Univariate Plots Section

As a first step, I plot a histogram of housing prices. The expected shape is a bell curve of a normal distribution.

As predicted, the data for the housing prices takes the shape of a bell curve.

Taking a step further, I decided to see how the time of purchase and the state of the house when it was sold impacted its selling price.

The above charts reveal certain surprises. In 2010, the number of houses sold dropped to less than half of the number in 2009. Otherwise, all the other years have a fairly similar number of houses sold. This could be due to the foreclosure crisis in 2010 when people put off selling their houses due to houses being forclosured in ther neighborhood leading to a reduction in prices.

Surprisingly, this trend does not hold in the houses sold per month. May, June and July have much higher house sales than the other months and the months of December-January have no house sales. This can be explained by a survey conducted by Zillow , an online real estate database company, which attributes high sales in middle of the year to “buyer-desparation” since buyers jump at every offer during this period due to a dearth in the houses being put up for sale early in the year.
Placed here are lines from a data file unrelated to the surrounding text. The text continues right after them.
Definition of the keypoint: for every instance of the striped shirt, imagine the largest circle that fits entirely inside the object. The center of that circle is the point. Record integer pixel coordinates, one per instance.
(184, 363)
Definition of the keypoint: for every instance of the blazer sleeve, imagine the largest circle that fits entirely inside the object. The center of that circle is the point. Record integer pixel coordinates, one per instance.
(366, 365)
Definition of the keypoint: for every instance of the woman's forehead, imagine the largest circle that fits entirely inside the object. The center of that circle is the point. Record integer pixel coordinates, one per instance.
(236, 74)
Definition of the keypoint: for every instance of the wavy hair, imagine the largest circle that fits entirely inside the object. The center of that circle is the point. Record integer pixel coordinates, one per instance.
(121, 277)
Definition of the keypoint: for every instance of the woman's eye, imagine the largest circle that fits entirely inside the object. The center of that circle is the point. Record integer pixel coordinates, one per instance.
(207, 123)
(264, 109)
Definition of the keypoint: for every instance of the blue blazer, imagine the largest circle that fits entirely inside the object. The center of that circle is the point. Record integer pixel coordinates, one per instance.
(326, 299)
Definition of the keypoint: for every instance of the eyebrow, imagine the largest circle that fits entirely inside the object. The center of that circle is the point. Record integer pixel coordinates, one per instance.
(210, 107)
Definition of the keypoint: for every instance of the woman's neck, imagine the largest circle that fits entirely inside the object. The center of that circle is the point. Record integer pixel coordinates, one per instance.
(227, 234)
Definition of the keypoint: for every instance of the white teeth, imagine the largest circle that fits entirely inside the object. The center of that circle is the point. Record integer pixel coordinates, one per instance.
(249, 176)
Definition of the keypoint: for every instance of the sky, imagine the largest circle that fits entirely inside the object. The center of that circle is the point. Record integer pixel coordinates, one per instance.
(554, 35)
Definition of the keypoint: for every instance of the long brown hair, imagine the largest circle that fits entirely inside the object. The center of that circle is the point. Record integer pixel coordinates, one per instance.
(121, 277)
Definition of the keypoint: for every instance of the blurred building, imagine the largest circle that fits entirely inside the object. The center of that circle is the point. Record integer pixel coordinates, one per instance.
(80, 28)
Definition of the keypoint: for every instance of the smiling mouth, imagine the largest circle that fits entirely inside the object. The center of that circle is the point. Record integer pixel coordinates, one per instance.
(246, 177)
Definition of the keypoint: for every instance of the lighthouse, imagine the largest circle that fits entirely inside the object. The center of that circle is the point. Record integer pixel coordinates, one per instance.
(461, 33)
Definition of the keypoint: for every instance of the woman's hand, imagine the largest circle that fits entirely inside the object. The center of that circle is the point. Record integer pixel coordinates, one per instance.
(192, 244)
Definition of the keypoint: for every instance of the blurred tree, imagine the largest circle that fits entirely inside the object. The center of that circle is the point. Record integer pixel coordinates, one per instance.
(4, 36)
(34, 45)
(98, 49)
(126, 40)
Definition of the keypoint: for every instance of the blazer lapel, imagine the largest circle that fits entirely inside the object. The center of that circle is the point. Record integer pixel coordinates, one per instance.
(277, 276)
Most of the houses sold have an overwhelming condition of 5. Houses sold below this quality are rare, since that would mean that the owner would rebuild or conduct extensive repairs to the house. Houses sold above 5 are greater than those above 5 but are relatively low compared to houses of condition 5. This would mean that for a house to be sold it has to have a minimum acceptable condition of 5.

It could be insightful to explore the age of the houses sold. As seen in the plot below, a vast majority of houses were built between 1950 and 2010. A major dip is seen around the 1980’s, although it can be attributed to lesser homes being built during the 80’s due to the housing market crash in that period. There are some homes built more than centuries ago. It would be interesting to plot these versus the price and quality in the next section.
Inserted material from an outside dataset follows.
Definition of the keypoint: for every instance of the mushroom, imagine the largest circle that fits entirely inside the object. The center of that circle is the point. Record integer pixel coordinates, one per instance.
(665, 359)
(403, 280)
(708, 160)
Following this, I wanted to explore which neighbourhoods have the most number of houses sold.

North Ames and Old Town have the most houses sold. It should be noted that certain areas do overlap, since the exact coordinates of each purchase are not known. The locations are plotted by querying the name of the neighborhood to the Google Maps API.

Exploratory Univariate Analysis Conclusion

There are 1460 house sale transactions, each with 80 attributes. The month of sale of the house has shown an unusual but explainanble pattern which would need to be incorporated in the final model. The main feautures of the dataset seem to be the time of sale of the house, the neighborhood and the Sale Condition. According to J. Zietz, E.N.Zietz. and Sirmans certain factors have a higher coefficient of regression as the prices increase. This could be expected for ‘luxury’ factors such as Pool Area and Garage Area. This will be explored in detail in the following factors.

Investigating how different factors play diferent roles at difeerent prices will be the key to this EDA.

Bivariate Plots Section

##     0%    25%    50%    75%   100% 
##  34900 129975 163000 214000 755000

As discussed in the earlier section, I decide to explore the impact of a few factors w.r.t SalePrice. I plot a few boxplots to see the variation of the factors with price. Some results are in accordance with what is expected. There is a large spread of prices on houses that are on level ground since level ground is the most suitable to construct upon and offers sturdy foundations, especially for homes of larger sizes. Thus, the pricier homes are almost exclusively found on level terrain. A similar explanation holds for paved and gravelled streets, with the former being vastly preferred.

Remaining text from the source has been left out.